Cui Ping Chen v. Department of Homeland Security

SUMMARY ORDER

UPON DUE CONSIDERATION of this petition for review of the Board of Immigration Appeals (“BIA”) decision, it is hereby ORDERED, ADJUDGED, AND DECREED that the petition for review is DENIED.

Cui Ping Chen, through counsel, petitions for review of the Board of Immigration Appeals (“BIA”) November 2004 order denying her motion to reconsider the BIA’s decision. The BIA had previously dismissed Chen’s appeal from an immigration judge’s (“IJ”) decision denying her application for asylum, withholding of removal, and relief under the Convention Against Torture (“CAT”). We assume the parties’ familiarity with the underlying facts and procedural history of this case.

This Court reviews the BIA’s denial of a motion to reconsider for abuse of discretion. See Kaur v. BIA, 413 F.3d 232, 233 *104(2d Cir.2005) (per curiam); Khouzam v. Ashcroft, 361 F.3d 161, 165 (2d Cir.2004). An abuse of discretion may be found where the BIA’s decision “provides no rational explanation, inexplicably departs from established policies, is devoid of any reasoning, or contains only summary or conclusory statements; that is to say, where the Board has acted in an arbitrary or capricious manner.” Kaur, 413 F.3d at 233-34; Ke Zhen Zhao v. DOJ, 265 F.3d 83, 93 (2d Cir.2001) (internal citations omitted). The regulations provide that a motion to reconsider must specify errors of fact or law in the BIA’s decision and be supported with pertinent authority. See 8 C.F.R. § 1003.2(b); Ke Zhen Zhao, 265 F.3d at 90.

A motion to reconsider a decision of the BIA must be filed within thirty days after the BIA has mailed the decision. See 8 C.F.R. § 1003.2(b)(2). While the BIA has the power to reopen or reconsider cases sua sponte, this power is limited to exceptional circumstances. See Matter of J-J, 21 I & N Dec. 976, 1997 WL 434418 (BIA 1997).

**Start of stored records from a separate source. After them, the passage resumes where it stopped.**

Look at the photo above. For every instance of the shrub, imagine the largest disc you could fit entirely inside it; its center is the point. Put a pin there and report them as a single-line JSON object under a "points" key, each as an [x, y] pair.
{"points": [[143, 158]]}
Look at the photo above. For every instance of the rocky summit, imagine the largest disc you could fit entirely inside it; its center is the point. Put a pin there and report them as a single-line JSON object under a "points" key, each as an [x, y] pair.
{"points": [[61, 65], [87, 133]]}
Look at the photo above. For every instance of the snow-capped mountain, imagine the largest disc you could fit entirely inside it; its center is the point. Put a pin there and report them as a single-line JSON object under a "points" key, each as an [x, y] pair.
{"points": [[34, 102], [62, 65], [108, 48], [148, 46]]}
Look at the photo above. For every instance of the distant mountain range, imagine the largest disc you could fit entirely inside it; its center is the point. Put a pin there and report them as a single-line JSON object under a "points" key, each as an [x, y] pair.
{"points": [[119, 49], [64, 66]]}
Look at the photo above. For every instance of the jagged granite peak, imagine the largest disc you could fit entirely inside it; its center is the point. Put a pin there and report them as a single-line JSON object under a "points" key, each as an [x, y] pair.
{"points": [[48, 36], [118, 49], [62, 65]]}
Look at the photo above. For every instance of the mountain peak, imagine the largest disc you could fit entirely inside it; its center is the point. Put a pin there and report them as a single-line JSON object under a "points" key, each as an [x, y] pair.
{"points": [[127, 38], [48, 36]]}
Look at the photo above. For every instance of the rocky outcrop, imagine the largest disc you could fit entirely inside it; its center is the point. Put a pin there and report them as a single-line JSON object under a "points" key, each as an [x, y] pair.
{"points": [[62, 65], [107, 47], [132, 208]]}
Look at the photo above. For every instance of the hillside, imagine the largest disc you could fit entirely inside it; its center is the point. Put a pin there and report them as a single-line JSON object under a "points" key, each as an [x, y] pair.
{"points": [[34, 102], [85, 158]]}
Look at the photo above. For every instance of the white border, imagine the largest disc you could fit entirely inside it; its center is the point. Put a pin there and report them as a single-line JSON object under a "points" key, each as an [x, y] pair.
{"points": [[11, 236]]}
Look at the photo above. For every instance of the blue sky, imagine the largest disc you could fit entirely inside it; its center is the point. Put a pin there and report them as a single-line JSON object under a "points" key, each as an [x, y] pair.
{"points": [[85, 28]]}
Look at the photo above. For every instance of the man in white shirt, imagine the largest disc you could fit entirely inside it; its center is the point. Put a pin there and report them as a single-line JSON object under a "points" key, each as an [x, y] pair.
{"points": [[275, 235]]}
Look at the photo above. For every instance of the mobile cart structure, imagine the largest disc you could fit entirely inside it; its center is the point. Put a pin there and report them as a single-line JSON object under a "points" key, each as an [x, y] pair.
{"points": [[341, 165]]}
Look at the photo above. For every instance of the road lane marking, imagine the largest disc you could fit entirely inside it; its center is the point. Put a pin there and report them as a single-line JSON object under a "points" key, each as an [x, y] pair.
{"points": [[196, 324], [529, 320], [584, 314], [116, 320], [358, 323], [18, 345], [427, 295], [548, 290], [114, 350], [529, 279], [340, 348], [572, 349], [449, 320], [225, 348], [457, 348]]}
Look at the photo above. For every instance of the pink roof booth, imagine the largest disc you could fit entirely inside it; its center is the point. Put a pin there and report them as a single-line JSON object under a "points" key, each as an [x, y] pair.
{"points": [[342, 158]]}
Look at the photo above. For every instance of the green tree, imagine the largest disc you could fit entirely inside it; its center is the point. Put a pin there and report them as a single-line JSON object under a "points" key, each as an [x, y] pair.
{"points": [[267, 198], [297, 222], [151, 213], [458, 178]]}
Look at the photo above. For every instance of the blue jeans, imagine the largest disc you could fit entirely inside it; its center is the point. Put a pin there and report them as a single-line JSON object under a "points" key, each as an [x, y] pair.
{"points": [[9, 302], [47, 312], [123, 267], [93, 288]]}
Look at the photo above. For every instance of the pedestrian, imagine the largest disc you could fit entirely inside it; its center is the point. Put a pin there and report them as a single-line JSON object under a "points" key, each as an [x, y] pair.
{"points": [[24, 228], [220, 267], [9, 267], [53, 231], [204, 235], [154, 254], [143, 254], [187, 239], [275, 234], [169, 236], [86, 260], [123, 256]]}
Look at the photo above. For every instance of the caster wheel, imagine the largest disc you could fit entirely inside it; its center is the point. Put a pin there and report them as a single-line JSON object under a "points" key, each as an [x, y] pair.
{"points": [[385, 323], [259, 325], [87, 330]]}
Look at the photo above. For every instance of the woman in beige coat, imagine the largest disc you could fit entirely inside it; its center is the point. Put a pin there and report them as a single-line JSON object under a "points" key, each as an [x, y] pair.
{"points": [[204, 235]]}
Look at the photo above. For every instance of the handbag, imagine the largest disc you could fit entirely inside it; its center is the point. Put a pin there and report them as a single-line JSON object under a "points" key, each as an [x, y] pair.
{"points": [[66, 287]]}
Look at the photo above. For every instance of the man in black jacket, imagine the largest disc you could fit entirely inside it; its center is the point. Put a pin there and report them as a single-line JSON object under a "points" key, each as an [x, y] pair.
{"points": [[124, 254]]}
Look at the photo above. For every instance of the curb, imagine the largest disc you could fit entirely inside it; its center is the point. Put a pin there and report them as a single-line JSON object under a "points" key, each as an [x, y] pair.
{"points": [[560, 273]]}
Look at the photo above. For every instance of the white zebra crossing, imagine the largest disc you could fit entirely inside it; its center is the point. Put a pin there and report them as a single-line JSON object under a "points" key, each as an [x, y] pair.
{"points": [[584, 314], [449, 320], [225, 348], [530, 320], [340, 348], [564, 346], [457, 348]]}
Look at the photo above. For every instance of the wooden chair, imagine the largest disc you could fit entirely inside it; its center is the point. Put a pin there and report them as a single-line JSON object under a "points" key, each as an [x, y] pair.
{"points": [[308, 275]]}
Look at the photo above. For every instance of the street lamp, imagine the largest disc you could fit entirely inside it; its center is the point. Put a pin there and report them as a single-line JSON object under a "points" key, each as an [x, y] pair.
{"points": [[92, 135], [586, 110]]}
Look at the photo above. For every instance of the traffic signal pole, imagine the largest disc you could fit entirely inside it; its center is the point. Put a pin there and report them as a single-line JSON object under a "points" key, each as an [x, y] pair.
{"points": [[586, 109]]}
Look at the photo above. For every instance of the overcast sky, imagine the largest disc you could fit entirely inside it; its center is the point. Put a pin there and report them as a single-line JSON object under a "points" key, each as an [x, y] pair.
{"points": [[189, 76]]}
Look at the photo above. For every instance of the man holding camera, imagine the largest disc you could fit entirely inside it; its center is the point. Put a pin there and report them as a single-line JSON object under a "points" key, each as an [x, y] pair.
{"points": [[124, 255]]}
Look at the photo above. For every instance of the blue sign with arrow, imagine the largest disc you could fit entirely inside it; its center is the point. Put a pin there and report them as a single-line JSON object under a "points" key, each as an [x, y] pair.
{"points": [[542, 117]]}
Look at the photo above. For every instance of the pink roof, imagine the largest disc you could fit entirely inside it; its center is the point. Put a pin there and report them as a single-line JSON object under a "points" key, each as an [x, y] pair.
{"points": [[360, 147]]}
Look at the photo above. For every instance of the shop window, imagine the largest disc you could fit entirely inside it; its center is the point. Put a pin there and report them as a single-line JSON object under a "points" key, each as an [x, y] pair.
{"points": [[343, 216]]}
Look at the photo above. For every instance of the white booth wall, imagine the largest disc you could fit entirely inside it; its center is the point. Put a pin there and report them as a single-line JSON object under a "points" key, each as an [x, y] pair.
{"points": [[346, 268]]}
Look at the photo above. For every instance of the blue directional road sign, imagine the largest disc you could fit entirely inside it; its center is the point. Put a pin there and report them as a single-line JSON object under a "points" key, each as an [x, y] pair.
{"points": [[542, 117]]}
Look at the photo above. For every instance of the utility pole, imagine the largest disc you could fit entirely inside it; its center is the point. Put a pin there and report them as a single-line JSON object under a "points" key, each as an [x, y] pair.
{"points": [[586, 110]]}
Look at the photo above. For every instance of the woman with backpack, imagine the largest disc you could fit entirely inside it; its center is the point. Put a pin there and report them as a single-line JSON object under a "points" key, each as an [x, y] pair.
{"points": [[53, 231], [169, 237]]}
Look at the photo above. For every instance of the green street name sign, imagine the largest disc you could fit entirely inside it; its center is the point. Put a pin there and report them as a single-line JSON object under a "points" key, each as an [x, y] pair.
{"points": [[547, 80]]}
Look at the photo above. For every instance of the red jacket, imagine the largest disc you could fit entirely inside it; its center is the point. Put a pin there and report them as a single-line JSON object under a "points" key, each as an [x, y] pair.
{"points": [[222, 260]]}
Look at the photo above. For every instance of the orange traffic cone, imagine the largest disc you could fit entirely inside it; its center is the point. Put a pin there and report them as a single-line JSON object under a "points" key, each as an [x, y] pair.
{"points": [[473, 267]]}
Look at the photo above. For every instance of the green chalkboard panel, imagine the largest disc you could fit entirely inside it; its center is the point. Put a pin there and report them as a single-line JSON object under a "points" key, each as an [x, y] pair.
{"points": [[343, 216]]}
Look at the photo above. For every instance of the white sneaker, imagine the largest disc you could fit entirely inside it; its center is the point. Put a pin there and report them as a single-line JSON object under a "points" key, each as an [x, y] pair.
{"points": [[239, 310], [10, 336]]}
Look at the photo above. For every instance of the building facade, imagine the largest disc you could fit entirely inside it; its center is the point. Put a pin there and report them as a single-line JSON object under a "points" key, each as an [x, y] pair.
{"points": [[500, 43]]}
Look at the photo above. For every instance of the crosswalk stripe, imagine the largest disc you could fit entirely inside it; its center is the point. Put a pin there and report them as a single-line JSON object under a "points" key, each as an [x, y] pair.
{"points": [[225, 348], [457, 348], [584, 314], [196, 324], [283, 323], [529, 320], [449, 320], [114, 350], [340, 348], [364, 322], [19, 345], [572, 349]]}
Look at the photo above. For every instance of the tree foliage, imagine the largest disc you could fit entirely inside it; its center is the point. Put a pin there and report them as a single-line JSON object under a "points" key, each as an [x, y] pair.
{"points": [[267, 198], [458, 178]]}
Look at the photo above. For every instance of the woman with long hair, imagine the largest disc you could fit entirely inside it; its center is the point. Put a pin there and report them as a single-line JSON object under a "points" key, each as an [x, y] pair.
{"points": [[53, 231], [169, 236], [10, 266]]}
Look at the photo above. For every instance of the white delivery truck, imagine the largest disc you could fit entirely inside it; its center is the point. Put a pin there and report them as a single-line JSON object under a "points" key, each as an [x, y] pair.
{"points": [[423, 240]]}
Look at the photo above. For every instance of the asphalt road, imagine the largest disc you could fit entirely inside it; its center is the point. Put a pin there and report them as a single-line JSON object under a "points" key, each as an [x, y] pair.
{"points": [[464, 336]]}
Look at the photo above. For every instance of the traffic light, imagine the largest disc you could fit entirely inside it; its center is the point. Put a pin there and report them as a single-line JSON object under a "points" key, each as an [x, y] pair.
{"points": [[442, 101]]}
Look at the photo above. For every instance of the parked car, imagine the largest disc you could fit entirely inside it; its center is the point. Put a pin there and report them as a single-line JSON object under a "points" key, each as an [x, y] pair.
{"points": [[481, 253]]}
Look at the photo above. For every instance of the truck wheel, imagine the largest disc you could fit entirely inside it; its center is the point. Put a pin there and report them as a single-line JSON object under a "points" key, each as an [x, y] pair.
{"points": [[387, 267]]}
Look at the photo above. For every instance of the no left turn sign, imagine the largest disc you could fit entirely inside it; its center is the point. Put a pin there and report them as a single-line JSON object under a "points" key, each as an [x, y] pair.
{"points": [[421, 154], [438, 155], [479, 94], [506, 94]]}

Here, the BIA did not abuse its discretion in denying Chen’s request for reconsideration because her motion was clearly untimely. The BIA issued its decision on appeal in November 2003 and Chen did not file her motion to reconsider until August 2004, well beyond the thirty day deadline. The BIA considered Chen’s claim that she did not receive timely notice of its 2003 decision due to postal service error, and acknowledged that it retained the discretion to reconsider proceedings sua sponte in exceptional situations. However, the BIA properly found that Chen’s case did not merit a sua sponte reconsideration or reissuance because it was within its discretion to determine which circumstances qualify as exceptional. See Matter of J-J, 21 I & N Dec. at 976; see also Damko v. INS, 430 F.3d 626, 2005 WL 3209452, *3 (2d Cir.2005) (applying the principles of deference to questions concerning an agency’s construction of the statute which it administers). In contrast to eases in which a courier’s error delayed the filing of an alien’s submission to the BIA, see generally Zhong Guang Sun v. U.S. Dep’t of Justice, 421 F.3d 105 (2d Cir.2005); Kyu O. Oh v. Gonzales, 406 F.3d 611 (9th Cir.2005), this case involved a delay in the conveyance of the BIA’s decision — which had been delivered to Chen’s counsel in a timely manner — from Chen’s counsel to Chen. Additionally, while Chen contends that her attorney unsuccessfully attempted to contact her by telephone after the decision of the BIA arrived at the attorney’s office, Chen failed to explain why she was unreachable.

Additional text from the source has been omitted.